= Supervised visitation =

Form of child visitation involving another adult

Supervised visitation allows parents in high conflict or high risk situations access to their children in a safe and supervised environment. The noncustodial parent has access to the child only when supervised by another adult. Supervised visitation is used to protect children from potentially dangerous situations while allowing parental access and providing support for the parent child relationship.

== Legal status ==
Most countries recognize a parent's right to children, called visitation, residence, or contact. Most courts, including American and European, will allow the parent who does not have primary custody (the noncustodial parent) to have specified visitation and access to the child. In America the parents must establish a parenting plan setting out specific details. If the parents are not able to agree, the court may order specific possession and access or may appoint a parenting coordinator to assist the parents. The United States recognizes that parents have a constitutional right to their children (See Troxel v. Granville). In this case the United States Supreme Court stated that "the interest of parents in the care, custody and control of their children--is perhaps the oldest of the fundamental liberty interests recognized by this Court."
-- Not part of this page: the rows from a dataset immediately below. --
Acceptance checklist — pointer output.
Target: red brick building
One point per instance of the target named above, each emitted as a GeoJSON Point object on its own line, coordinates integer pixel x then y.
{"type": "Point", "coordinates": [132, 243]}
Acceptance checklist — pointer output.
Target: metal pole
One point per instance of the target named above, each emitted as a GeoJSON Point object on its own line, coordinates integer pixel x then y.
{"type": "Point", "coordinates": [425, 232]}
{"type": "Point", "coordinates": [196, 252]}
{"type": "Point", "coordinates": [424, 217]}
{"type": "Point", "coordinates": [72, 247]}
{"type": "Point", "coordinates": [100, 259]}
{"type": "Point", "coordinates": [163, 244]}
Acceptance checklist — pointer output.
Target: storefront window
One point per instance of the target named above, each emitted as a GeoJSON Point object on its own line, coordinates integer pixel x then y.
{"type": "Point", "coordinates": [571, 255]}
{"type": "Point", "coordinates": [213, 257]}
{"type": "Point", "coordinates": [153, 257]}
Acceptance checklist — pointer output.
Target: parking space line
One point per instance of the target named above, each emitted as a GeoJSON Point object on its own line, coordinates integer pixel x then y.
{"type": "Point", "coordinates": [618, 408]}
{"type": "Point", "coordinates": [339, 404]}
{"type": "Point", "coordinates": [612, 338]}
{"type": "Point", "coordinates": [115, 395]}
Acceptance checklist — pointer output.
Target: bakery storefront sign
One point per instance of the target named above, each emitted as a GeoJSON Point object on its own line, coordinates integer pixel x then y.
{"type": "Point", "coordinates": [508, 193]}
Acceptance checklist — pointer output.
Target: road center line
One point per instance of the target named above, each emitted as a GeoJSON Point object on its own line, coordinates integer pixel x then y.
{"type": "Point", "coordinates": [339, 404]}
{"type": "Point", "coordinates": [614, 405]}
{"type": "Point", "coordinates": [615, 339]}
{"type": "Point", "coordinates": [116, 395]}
In most of the US states there is a law required that court-ordered parenting plans must set forth the minimum amount of parenting time and type of access (i.e. supervised/unsupervised) a non-custodial parent is entitled to have. According to the state laws and court guidelines, the Custody Supervisor cannot change the court order to make major modifications to the amount of parenting time and access, only the minor changes or clarification of parenting time/access schedules or conditions including vacation, holidays, and temporary variation from the existing parenting plan are allowed.

== Purpose ==
The purpose of supervised visitation is to provide a safe and neutral environment for children to have a relationship with parents, and is often used in high conflict situations. Many courts take the position that it is better to make an error that protects the child as opposed to leaving a child at risk. There are many reasons supervised visitation may be needed:
- domestic violence,
- sexual abuse,
- drug abuse,
- mental illness,
- risk of international parental child abduction,
- general risk of child abduction,
- neglect,
- adoption,
- any other potentially dangerous family situations. This is true worldwide, for example, Child contact centre in England and Angel House in Texas have a similar purpose. While many countries have signed the Hague Convention which requires the return of victims of international parental child abduction, the best measure is prevention.

== Types ==
Supervised visitation has many forms, including one-on-one supervision, group supervision, neutral or monitored exchange, telephone or video monitoring, and therapeutic supervision. .
- One-on-one supervision is when a one parent and that parent's children are supervised alone, but some providers allow guest to also attend.
- Group supervision may include several parent-child groups in a larger areas, supervised by one or more monitors.
- Neutral or monitored exchange allows parents to pick up and drop off, or exchange the child for changes of possession, without direct contact with each other, minimizing conflict.
- Telephone or video monitoring has become more popular as people move around the world more, allowing for monitoring of telephone, videoconferencing, and other virtual visitation.
- Therapeutic supervision is conjoint parent-child therapy conducted by a licensed or certified mental health professional also trained to provide supervised visitation. This includes a student or intern in training for a post-graduate degree under the direct supervision of a licensed or certified mental health professional.

Friends or family members may be ordered or agree to supervise, or be present during supervised visitations. Professional providers may also be used, depending on the court order.

== Records ==
Most professional providers require intake forms or an application and maintain intake records. Privacy is of utmost concern, especially when there is a history of domestic violence. Many providers also document visits and maintain visit records. There is controversy over what, if any, records may be used in court.

In some programs, documentation and recordkeeping are supported by digital platforms used by supervised visitation agencies to record visit details and generate structured reports, such as "VisitProof".

== Worldwide ==
Supervised visitation is growing worldwide to protect children from child abuse and child abduction. Supervised visitation bridges the gap between keeping the child safe and supporting the family relationship and parental rights. One constant, worldwide, is that supervised visitation has few legal guidelines as little legislation addresses it directly. However, many courts and state departments have set guidelines regarding supervised visitation.